Dayton, Columbus sue AG Dave Yost to improve Ohio’s background-check database

Dayton, Ohio – City attorneys for Columbus and Dayton have asked a Franklin County court to order Attorney General Dave Yost’s office to fix “large, dangerous gaps” in state and federal background-check reporting systems.

In the suit, announced Monday, the cities argue the Ohio Bureau of Criminal Investigation, which Yost oversees, rejects many reports of felonies, outstanding warrants, and other red flags on technical grounds. And when court clerks don’t report such information, they aren’t punished, the suit alleges.

For years, Ohio has had problems with how often court clerks and other officials report information to background-check databases, which are used to determine — among other things — whether someone is legally qualified to buy a gun or hold a sensitive public job such as a teacher, among other things.

Such criticism has intensified in the wake of a number of mass shootings, including one in Dayton last year that left nine dead.

Gov. Mike DeWine has called for making it mandatory for local authorities to enter warrants and protection orders into state and national databases, among other proposed gun reforms. DeWine said in August his administration’s efforts have resulted in a 903% jump in the number of arrest warrants entered into the national warrant database since March 2019.

But the lawsuit filed by Columbus and Dayton claims the governor should be focused on ensuring all relevant information is supplied to the databases, rather than just warrants.

“We should all be deeply concerned that background checks may be failing to keep firearms out of the hands of violent offenders, putting our residents in a dangerous position,” said Columbus Mayor Andrew Ginther, a Democrat, in a statement. “We cannot and will not tolerate it.”

In a statement Yost spokeswoman Bethany McCorkle said the AG’s office has spent millions of dollars to improve the reporting system and that BCI is working with courts and law-enforcement agencies to more quickly and accurately feed information into the system. She noted that the AG’s office can’t force these agencies to provide the info.

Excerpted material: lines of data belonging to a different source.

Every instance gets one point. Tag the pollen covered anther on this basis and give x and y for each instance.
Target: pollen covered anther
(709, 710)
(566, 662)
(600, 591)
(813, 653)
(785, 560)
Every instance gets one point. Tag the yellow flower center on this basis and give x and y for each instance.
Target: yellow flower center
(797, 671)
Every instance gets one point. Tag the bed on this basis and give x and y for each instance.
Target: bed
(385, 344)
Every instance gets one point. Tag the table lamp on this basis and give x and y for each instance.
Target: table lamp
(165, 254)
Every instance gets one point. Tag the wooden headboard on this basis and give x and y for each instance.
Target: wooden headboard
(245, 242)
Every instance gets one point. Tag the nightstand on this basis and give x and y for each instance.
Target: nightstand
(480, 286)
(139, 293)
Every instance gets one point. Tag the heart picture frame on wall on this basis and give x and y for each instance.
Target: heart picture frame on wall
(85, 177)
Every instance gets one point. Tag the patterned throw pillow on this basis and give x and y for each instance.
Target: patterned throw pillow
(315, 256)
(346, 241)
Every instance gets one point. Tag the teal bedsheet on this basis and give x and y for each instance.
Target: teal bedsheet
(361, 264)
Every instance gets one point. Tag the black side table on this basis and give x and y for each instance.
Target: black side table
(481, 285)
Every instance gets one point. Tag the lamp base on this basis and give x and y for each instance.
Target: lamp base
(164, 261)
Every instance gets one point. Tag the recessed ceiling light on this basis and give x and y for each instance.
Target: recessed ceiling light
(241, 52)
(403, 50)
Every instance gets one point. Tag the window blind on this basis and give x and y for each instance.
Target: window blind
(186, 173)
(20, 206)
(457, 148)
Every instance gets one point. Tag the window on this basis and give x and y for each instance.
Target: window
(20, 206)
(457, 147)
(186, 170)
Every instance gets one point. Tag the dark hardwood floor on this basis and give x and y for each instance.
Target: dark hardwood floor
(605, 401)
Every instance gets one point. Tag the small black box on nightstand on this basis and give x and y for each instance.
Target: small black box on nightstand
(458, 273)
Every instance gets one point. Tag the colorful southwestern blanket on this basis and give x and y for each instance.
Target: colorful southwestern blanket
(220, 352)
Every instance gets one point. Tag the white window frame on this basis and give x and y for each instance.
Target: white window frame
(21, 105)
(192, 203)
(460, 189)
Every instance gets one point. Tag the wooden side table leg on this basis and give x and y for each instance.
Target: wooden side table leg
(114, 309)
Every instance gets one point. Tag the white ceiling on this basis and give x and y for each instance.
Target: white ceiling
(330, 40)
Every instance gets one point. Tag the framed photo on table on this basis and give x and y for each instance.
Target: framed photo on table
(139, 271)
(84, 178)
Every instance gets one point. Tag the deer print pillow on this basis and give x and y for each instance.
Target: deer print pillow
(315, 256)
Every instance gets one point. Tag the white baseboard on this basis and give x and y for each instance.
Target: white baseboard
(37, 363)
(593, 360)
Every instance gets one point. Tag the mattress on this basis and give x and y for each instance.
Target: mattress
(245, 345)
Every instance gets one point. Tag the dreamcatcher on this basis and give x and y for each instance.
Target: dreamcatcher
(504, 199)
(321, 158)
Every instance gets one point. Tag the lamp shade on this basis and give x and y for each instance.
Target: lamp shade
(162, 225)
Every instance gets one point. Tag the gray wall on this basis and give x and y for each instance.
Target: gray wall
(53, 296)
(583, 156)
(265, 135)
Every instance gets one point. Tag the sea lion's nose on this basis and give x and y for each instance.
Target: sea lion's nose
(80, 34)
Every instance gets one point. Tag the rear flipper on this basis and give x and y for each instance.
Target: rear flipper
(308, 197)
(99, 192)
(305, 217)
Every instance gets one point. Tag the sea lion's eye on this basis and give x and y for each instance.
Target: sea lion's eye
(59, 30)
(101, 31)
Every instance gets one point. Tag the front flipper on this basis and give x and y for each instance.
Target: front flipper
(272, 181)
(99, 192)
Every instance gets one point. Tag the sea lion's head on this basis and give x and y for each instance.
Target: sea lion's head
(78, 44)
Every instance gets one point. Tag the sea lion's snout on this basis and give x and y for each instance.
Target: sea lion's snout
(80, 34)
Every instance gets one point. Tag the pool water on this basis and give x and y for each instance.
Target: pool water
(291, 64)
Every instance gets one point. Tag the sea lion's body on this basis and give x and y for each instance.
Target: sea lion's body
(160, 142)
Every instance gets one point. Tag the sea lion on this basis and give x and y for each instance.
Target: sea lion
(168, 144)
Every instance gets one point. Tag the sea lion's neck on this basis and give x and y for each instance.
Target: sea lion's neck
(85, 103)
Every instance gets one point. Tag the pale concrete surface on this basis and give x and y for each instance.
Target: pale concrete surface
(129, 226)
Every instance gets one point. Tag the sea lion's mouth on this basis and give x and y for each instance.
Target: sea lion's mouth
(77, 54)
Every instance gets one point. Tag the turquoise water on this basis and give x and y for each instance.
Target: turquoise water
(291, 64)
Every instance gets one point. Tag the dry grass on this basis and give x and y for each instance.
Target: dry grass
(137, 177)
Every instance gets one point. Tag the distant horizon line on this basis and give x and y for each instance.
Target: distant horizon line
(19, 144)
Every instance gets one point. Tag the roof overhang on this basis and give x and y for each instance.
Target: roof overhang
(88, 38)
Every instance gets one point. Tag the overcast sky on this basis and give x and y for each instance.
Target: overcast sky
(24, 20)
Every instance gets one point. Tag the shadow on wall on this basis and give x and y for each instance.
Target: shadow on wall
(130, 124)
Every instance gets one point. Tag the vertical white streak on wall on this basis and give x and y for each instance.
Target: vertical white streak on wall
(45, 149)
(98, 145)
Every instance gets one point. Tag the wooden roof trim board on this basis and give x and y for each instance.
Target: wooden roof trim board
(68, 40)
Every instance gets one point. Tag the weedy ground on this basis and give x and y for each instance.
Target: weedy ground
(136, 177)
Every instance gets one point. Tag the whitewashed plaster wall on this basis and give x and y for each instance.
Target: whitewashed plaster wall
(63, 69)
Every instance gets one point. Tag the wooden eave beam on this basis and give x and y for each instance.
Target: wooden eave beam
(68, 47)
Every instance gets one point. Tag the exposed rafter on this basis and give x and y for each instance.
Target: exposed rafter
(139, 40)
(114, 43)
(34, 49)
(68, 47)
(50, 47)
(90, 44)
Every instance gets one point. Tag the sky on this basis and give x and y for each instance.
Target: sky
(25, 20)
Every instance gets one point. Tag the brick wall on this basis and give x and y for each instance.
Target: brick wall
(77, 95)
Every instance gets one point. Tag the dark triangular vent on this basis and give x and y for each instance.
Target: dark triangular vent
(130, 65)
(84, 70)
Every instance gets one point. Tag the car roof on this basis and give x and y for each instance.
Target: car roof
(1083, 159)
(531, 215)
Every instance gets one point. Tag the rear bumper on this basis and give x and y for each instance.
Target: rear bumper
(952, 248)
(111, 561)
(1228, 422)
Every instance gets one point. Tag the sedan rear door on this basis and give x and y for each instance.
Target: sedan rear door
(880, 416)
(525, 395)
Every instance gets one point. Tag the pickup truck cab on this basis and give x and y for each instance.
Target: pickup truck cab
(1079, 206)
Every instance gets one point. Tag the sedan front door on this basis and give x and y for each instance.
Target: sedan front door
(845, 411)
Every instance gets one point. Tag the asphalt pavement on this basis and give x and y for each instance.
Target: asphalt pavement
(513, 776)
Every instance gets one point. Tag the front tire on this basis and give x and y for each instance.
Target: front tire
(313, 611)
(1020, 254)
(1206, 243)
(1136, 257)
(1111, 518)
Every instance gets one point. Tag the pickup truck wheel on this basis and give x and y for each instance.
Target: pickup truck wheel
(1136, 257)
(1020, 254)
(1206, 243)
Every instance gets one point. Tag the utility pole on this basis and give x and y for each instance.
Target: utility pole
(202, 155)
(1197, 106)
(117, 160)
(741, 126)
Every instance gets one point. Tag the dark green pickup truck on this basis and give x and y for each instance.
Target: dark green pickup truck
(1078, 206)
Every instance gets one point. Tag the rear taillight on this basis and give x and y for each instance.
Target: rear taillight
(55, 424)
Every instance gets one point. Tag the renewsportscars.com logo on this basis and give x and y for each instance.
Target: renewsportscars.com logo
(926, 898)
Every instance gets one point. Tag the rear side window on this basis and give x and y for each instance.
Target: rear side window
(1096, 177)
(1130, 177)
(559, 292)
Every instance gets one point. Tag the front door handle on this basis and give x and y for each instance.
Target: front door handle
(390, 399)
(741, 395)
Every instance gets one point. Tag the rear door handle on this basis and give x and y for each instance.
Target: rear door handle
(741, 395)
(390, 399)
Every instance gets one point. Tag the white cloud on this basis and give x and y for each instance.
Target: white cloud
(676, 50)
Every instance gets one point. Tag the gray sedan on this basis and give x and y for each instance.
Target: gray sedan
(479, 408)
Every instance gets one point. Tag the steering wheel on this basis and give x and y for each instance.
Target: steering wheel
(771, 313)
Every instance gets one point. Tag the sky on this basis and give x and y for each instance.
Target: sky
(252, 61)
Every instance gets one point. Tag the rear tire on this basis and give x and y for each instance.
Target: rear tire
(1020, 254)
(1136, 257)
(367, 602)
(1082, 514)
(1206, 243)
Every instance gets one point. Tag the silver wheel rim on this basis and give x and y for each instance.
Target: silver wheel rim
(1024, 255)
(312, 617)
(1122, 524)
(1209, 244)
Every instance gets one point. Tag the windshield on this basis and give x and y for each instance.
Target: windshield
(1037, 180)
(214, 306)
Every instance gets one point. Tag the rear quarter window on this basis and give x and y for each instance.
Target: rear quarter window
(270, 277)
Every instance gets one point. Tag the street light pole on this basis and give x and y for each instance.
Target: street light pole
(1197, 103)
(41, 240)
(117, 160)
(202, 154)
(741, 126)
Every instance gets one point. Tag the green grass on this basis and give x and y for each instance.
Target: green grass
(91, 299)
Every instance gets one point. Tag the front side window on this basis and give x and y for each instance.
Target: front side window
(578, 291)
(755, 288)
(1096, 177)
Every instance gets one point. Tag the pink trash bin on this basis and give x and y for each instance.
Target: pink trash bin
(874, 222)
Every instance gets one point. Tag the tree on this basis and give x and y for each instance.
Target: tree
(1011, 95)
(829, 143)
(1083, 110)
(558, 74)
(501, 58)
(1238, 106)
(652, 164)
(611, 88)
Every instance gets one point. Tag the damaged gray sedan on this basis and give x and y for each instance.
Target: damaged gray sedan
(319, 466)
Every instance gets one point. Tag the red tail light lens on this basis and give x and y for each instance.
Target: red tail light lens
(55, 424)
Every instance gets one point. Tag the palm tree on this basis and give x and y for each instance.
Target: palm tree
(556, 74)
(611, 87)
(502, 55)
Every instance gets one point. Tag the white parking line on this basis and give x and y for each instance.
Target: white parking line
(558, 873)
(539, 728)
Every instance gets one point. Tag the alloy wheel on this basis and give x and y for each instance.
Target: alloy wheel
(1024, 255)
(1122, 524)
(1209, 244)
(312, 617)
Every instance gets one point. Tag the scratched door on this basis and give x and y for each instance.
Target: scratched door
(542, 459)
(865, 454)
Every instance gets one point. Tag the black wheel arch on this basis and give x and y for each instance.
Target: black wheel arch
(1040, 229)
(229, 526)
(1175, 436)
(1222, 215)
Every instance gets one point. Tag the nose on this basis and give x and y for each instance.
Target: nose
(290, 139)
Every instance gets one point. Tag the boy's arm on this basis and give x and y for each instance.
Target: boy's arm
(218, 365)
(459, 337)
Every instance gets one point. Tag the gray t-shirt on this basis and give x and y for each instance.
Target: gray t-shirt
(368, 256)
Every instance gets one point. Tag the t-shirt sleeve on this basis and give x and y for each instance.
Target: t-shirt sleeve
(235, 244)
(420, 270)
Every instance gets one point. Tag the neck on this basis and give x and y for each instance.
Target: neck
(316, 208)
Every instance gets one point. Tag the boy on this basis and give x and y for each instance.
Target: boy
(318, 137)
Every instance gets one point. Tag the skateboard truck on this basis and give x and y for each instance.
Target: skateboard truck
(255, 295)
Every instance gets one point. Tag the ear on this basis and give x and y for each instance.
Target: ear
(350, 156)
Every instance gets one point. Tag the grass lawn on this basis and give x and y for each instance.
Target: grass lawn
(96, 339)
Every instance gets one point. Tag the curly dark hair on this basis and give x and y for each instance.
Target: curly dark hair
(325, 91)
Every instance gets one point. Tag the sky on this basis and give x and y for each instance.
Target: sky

“BCI is working toward having a process that is faster and the information is accurately verified,” McCorkle stated. “The problematic link in this chain is not BCI, as the complaint notes.”

The lawsuit, McCorkle continued, “has high drama, low substance, and no solutions,” noting her office learned of the suit through a news conference. “The utter lack of communication smacks of bad faith and is a poor mechanism to fix any problem,” she stated.

Besides Columbus and Dayton, the third plaintiff in the suit is Meghan Volk, an Ohio resident with two children in public schools.